A great example of how easy it is to do shallow reporting: Business Insider’s Steve Kovach calls “nothing groundbreaking” the news that Dropbox — the big online storage company (which I use for some file backups) — has admitted it will decrypt your files and will hand them over to government agencies demand to see the files. Don’t worry about it, says Kovach — you only need to be concerned if you’re doing something wrong.

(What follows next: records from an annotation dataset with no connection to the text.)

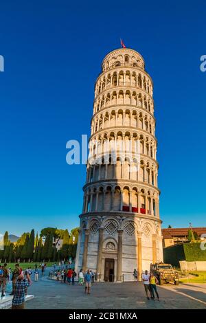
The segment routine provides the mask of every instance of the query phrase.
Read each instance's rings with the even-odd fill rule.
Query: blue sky
[[[94,82],[120,37],[144,56],[154,81],[163,227],[205,226],[204,8],[203,1],[1,2],[0,232],[78,225],[86,167],[66,164],[66,142],[89,134]]]

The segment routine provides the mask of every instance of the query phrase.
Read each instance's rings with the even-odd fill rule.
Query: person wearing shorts
[[[142,280],[144,283],[144,290],[147,296],[147,299],[149,300],[149,293],[150,295],[150,298],[152,298],[152,296],[151,294],[151,289],[150,286],[150,275],[148,274],[148,271],[147,270],[145,271],[145,274],[142,275]]]
[[[82,269],[79,272],[79,285],[83,286],[84,282],[84,274]]]
[[[85,293],[87,293],[87,293],[90,294],[91,275],[90,274],[89,269],[87,270],[87,272],[84,276],[84,281],[85,281]]]

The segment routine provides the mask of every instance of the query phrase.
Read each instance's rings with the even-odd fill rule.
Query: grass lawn
[[[16,263],[8,263],[7,267],[9,268],[10,267],[12,268],[12,269],[13,270],[14,269]],[[34,266],[35,266],[36,263],[38,265],[38,266],[39,265],[42,264],[42,263],[37,263],[37,262],[36,263],[19,263],[19,266],[21,267],[23,270],[27,269],[29,267],[30,267],[32,268],[32,269],[34,269]],[[51,267],[55,263],[57,264],[57,263],[46,263],[47,267]],[[3,265],[3,264],[2,263],[1,265]],[[39,268],[39,267],[38,267],[38,268]]]
[[[181,282],[206,283],[206,271],[193,271],[190,274],[188,278],[181,278],[179,281]],[[198,274],[198,276],[192,276],[192,274],[194,274],[195,275]]]

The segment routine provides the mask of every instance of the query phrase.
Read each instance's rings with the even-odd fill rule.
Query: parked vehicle
[[[163,263],[150,264],[150,272],[157,277],[160,285],[164,282],[174,282],[176,285],[179,284],[178,273],[170,264]]]

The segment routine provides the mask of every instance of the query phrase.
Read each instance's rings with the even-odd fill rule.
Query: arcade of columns
[[[107,280],[109,263],[113,280],[134,268],[141,280],[150,263],[162,260],[154,131],[152,81],[142,57],[126,48],[111,52],[95,83],[89,155],[98,162],[87,164],[76,270],[89,268]],[[130,157],[119,148],[113,155],[109,144],[126,141]]]

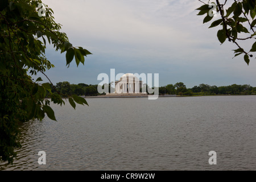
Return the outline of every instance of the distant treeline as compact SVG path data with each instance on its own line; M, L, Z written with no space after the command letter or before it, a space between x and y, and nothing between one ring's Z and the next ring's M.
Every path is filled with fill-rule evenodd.
M107 86L108 85L105 85ZM110 90L111 84L108 84L109 90ZM104 88L104 86L102 86ZM73 94L77 96L93 96L101 94L98 93L98 85L88 85L83 83L71 84L68 81L59 82L52 86L52 92L59 92L64 96ZM256 87L250 85L233 84L229 86L217 86L201 84L194 86L192 88L187 88L182 82L177 82L174 85L168 84L159 88L160 95L177 94L180 96L204 96L204 95L248 95L256 94ZM105 94L103 93L102 94Z
M233 84L229 86L217 86L201 84L192 88L187 88L183 82L169 84L159 87L159 94L194 95L250 95L256 94L256 87L250 85Z

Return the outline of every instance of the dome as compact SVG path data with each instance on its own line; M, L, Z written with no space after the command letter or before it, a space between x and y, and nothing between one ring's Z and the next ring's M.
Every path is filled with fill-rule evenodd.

This is incorrect, on several levels. The latest terms of service flatly contradict Dropbox’s assurance elsewhere on the site that “Dropbox employees aren’t able to access user files, and when troubleshooting an account they only have access to file metadata (filenames, file sizes, etc., not the file contents).” So some people inside the company (must be employees, right?) can access user files after all.
And if someone inside the company can do that, the files are vulnerable. As Miguel de Icaza points out on his blog:
This announcement means that Dropbox never had any mechanism to prevent employees from accessing your files, and it means that Dropbox never had the crypto smarts to ensure the privacy of your files and never had the smarts to only decrypt the files for you. It turns out, they keep their keys on their servers, and anyone with clearance at Dropbox or anyone that manages to hack into their servers would be able to get access to your files.
If companies with a very strict set of security policies and procedures like Google have had problems with employees that abused their privileges, one has to wonder what can happen at a startup like Dropbox where the security perimeter and the policies are likely going to be orders of magnitude laxer.
If you care about your security and use Dropbox, you should care about this. If you’re a journalist covering the company, maybe you should look further than the surface.